Sunday 20 January 2013

The CAP theorem

When designing distributed systems such as distributed grids, distributed caches, distributed web services, etc. I often  see solution architects and  technical architects  struggle with the design of the system while trying to provide three main characteristics : consistency,  availability and partition tolerance.
It appears to be widely accepted, nowadays, that any enterprise technical architecture design should guarantee those three features, almost like a standard.
Unfortunately, when it comes to designing distributed system, that's not immediate and you do see architects continuously reviewing their design in order to provide their systems with those three guarantees and, ultimately, having to find a trade off.
Let's first see what those features mean in a distributed systems:

Consistency
Consistency simply means that each server in the grid returns the right response to each request. That  means that the entire distributed system provides, consistently, the same data on each server where the request is made.

Availability
Availability means that each request eventually receives a response. The system is always available.

Partition tolerance
Communication between servers in the grid can be faulty.  Messages can be delayed or lost and servers can crash.  If that happens, the system should continue working correctly

Trying to satisfy  all the three guarantees in a distributed grid is , theoretically, impossible.
In 2000, professor Eric Brewer, from  the University of California, Berkeley , at the 2000 Symposium on Principles of Distributed Computing, made a conjecture of what became known as the CAP theorem.
According to the theorem, a distributed system can satisfy any two of these guarantees at the same time, but not all three.

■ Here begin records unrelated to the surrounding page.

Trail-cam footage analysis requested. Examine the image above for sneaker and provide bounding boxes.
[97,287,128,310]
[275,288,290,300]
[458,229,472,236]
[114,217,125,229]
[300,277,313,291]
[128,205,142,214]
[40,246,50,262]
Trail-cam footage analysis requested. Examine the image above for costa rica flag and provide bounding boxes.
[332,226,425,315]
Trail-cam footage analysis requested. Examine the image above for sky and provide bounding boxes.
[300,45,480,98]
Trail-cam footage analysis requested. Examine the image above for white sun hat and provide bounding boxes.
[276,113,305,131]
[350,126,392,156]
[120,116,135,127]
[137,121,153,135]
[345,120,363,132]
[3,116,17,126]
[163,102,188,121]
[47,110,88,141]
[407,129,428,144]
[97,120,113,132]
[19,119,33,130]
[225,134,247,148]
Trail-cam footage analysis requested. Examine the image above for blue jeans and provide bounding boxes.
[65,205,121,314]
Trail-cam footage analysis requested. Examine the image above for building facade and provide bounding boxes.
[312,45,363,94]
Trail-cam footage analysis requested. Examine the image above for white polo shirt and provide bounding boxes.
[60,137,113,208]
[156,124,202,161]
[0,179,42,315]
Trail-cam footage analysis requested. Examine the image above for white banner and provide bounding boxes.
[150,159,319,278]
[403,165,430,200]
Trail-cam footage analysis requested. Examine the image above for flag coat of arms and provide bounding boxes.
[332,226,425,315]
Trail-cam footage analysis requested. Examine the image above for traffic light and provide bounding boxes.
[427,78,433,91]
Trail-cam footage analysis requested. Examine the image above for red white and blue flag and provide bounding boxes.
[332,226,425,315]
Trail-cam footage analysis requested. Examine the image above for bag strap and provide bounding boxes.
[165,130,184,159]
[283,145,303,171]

This is something every  architect should know when dealing with distributed systems.
So, how do we deal with that?  If you google "CAP Theorem" you will find many articles with solutions, panacea, people claiming to have beaten this restriction, etc.
In reality, all comes to two steps:

1- drop one of the three constraints
2- design around it (architects already do that even not knowing the CAP theorem)

Consider that dropping one of the constraints does not mean that the system will never be consistent or available or  partition tolerant. It means that there will be a time window in which the system is not providing that feature (it can either be milliseconds or seconds).
NOSQL databases are a good example of distributed  systems that face the CAP theorem.

Antonio

Sunday 19 August 2012

Big Data -The three Vs

A bit of taxonomy for this blog. I'm currently taking part in a Big Data initiative within my company and I was thinking of sharing some important findings here.
Before doing that, let's define Big Data .
 I will ask Wikipedia for some help:
“Big data" is a term applied to data sets whose size is beyond the ability of commonly used software tools to capture, manage, and process the data within a tolerable elapsed time. Big data sizes are a constantly moving target, as of 2012 ranging from a few dozen terabytes to many petabytes of data in a single data set".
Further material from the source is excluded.